Reviews for Stag night
cherryredxx chapter 1 . 8/6/2012
The scene at the beginning was amusing, but it was a bit hard to follow. I like that the point of this story was more about understanding sexuality and coming to terms with one's own, rather than two men having drunken sex. I liked the characterisations here, also. I liked how you took each Next Gen character that you used and made them all distinctly different, which is a hard thing to do because it's basically like creating all of your own OC's. Good job.
Fire The Canon chapter 1 . 8/4/2012
I really like how you portrayed this. Firstly, I think you wrote them all drunk really well. Made me giggle. And I loved the strip tease haha. That also made me laugh. This was very well written. Lorcan's confusion about whether he was gay or not and Fred's ease at talking about it. It was very believable and I can imagine that's how people feel if they're unsure.

I also enjoyed the ending.
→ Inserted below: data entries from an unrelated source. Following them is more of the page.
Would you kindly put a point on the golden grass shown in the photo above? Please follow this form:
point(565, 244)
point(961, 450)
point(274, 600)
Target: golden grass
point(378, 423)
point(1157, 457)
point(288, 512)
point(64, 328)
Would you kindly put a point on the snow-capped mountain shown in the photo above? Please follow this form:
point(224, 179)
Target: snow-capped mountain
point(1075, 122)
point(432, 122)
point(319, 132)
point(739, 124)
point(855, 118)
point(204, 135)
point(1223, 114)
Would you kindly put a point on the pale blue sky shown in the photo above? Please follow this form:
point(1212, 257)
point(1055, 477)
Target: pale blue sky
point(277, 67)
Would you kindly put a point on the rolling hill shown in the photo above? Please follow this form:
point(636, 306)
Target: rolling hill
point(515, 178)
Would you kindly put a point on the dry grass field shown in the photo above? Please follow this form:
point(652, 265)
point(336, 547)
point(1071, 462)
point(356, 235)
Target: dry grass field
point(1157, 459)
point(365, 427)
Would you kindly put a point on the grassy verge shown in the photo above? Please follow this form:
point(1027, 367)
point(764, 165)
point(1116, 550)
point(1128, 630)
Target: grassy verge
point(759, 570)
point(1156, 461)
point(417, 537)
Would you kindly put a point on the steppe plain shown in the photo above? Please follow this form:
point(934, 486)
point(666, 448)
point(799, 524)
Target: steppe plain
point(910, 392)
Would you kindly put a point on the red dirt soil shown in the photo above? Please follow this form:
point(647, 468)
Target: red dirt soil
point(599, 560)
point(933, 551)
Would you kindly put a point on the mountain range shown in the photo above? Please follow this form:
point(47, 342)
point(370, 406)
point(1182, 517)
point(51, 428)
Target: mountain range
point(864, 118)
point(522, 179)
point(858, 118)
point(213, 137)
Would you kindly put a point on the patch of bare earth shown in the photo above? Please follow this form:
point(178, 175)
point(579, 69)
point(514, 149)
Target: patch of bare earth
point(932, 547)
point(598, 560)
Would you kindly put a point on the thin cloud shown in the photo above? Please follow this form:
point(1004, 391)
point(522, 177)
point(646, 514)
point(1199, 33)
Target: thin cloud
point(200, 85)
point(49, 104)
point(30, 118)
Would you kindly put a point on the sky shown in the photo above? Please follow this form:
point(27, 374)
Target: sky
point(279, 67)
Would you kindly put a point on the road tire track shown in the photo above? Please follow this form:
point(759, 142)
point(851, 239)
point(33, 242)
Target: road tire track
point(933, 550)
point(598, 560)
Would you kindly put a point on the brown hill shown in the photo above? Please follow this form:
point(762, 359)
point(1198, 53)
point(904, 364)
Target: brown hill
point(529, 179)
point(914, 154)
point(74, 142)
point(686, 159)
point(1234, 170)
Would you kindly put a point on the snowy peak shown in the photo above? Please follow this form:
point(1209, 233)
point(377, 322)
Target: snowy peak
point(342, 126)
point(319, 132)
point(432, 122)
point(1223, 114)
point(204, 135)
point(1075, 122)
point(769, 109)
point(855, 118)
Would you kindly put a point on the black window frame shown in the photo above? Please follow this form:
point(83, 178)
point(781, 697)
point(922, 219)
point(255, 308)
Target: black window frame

We're still left wondering and so is Lorcan. I really enjoyed the mystery (if that's what you want to call it) about it. Well done.

Spelling and grammar was near perfect. I loved this!
Cadid423 chapter 1 . 8/2/2012
Sorry this review is so late, was being stubborn. :/ This was surprisingly sweet, which I didn't expect from the summary. Also, the mental image of stripper!Fred is too funny for words. :) You did a fantastic job!
yellow 14 chapter 1 . 7/27/2012
Interesting pairing. Keep writing
slightlysmall chapter 1 . 7/27/2012
I'm sort of surprised at how much I liked this. I'm not usually a fan of slash, but in this case the situation is realistic and you handle Lorcan's feelings well. It would definitely be awkward to be in that situation, and I like your resolution (or lack thereof, I suppose). Two things: Aren't Lorcan and Lysander twins? If so, why would one refer to the other as a younger brother? A few minutes shouldn't make enough of a difference for them to care. Also, "Fred words echoed in his mind." should be "Fred's." But that's the only SPaG issue I saw. Well done!